There is much room for improvement in the promotion of intra-regional capital flows, says CIMB chairman
By NG MIN SHEN / Pic By AFIF ABD HALIM
Tapping into the vast potential of capital markets within the Asean region will help address critical funding gaps, allowing issuers to raise affordable capital at scale and provide investors with viable, diverse options to deploy short-and long-term domestic savings.
To that end, industry experts have suggested forming an information and resources centre on Asean markets that will allow better understanding of investment opportunities across the region.
CIMB Group Holdings Bhd chairman Datuk Seri Nazir Razak said there is much room for improvement in the promotion of intra-regional capital flows.
One of the areas that could be looked into is the lack of a consolidated source of information for potential investors.
“We could create a virtual board — a list of the top companies in Asean — and make it visible across the region.
“This board could have the stocks, the exchanges they are listed on and some guidelines on how to access these securities, with full transparency on how to invest and divest,” he said at CIMB Asean Research Institute’s roundtable on deepening Asean capital markets in Kuala Lumpur yesterday.
Nazir said the board would raise awareness among Asean investors — both the public and institutional bodies — on the possible avenues for investment.
His comments were echoed by Securities Commission Malaysia (SC) chairman Tan Sri Ranjit Ajit Singh, who said creating such an information pool would provide easy access to details on companies available for investment.
“One of the first steps towards deepening capital markets is to create a sort of Asean markets information hub, providing research around Asean companies which are available, without displacing anyone or taking away market share from anyone.
“This hub should also have information about taxation policies and settlement arrangements, to get people more familiar with what’s out there,” he said.
Ranjit added that the hub should not be set up by regulators, although the SC would be able to help form the facility.
“This hub would make it easier for foreign investors who are looking at Asean, to get what they need from one stop instead of going to 10 different exchanges.

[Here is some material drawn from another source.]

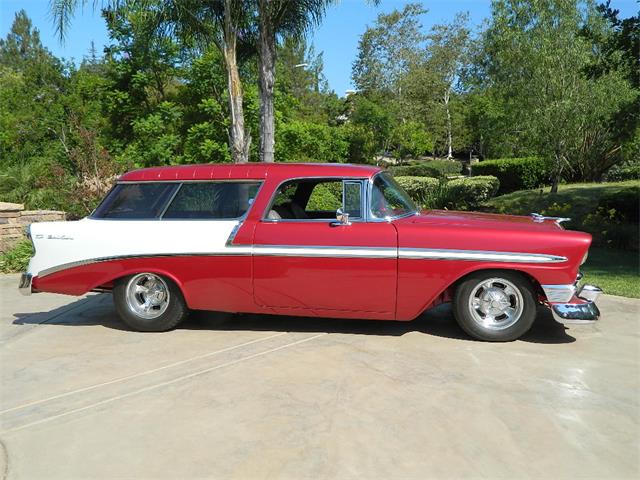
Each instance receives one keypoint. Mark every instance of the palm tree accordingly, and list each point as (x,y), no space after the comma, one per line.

It should also have information on brokers’ trade execution ability — people don’t realise that there are several brokers within Asean who have licences in multiple countries,” he said.

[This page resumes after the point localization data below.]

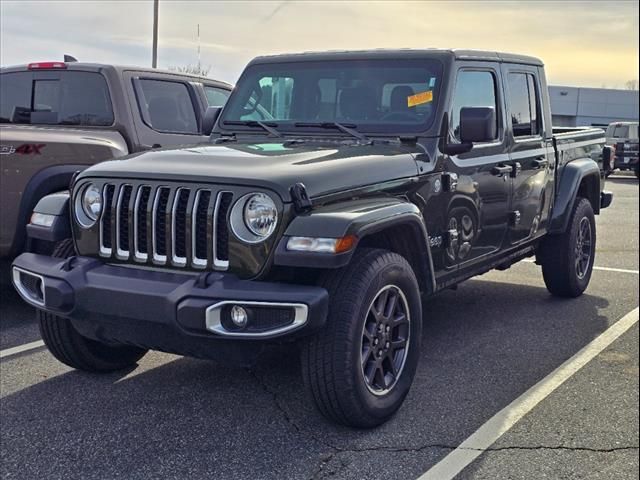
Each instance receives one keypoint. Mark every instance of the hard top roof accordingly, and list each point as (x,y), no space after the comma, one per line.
(478,55)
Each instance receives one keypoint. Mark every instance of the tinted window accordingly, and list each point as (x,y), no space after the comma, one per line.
(621,131)
(168,106)
(473,89)
(524,105)
(216,97)
(373,95)
(69,98)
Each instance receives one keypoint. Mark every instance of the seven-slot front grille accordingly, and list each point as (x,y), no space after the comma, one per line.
(166,225)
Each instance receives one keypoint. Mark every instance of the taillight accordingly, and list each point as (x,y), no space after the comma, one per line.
(46,65)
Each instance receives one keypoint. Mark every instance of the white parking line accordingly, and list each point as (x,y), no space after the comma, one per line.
(604,269)
(506,418)
(21,348)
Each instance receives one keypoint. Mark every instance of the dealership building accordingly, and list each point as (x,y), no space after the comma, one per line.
(577,106)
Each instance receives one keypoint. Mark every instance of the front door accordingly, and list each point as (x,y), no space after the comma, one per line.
(530,153)
(477,218)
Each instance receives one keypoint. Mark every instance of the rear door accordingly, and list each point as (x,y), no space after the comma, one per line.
(166,110)
(529,151)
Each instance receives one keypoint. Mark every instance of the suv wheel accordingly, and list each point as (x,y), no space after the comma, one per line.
(567,259)
(360,367)
(71,348)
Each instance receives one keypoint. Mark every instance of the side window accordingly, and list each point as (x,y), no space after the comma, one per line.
(473,89)
(216,97)
(168,106)
(523,97)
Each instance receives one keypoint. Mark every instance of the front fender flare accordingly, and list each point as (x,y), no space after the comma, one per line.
(57,205)
(361,218)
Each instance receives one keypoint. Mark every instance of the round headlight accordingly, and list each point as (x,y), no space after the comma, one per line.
(260,215)
(91,202)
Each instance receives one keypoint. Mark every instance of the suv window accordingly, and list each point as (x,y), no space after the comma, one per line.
(216,97)
(621,131)
(68,98)
(167,106)
(473,89)
(524,105)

Ranjit said the information hub, as a market utility, must be formed by a few key players within Asean and could even be led by CIMB Group.
Nazir added that having an equal, minimum level of taxation for all Asean investors would spur intra-regional capital flows, as currently investors from each country are taxed differently when buying bonds from other Asean countries.
The Asian Development Bank has estimated that South-East Asia will require some US$3.1 trillion (RM13.3 trillion) in infrastructure investments through to 2030. According to McKinsey & Co, deeper capital markets in the Asean region could unlock between US$50 billion and US$100 billion in additional financing.
Data from the Asean Capital Markets Forum indicated that Asean capital markets have a combined value of US$3.5 trillion, with a savings rate of 32% compared to the global savings rate of 25%.
Regional capital market integration remains a challenge due to the differences in market maturity among Asean countries.
Deepening individual capital markets would be a prerequisite to addressing the disparity in market maturity and promoting Asean capital market integration.
Meanwhile, Nazir said the country’s gross domestic product (GDP) expansion for the second-quarter of 2017 — which at 5.8%, was the fastest pace in two years — was a pleasant surprise that displayed the strong momentum of the economy.
“For the second-half (2H) of the year, we should dial down our expectations. Most analysts are expecting GDP growth of just above 5%, which means a slightly slower 2H,” he said.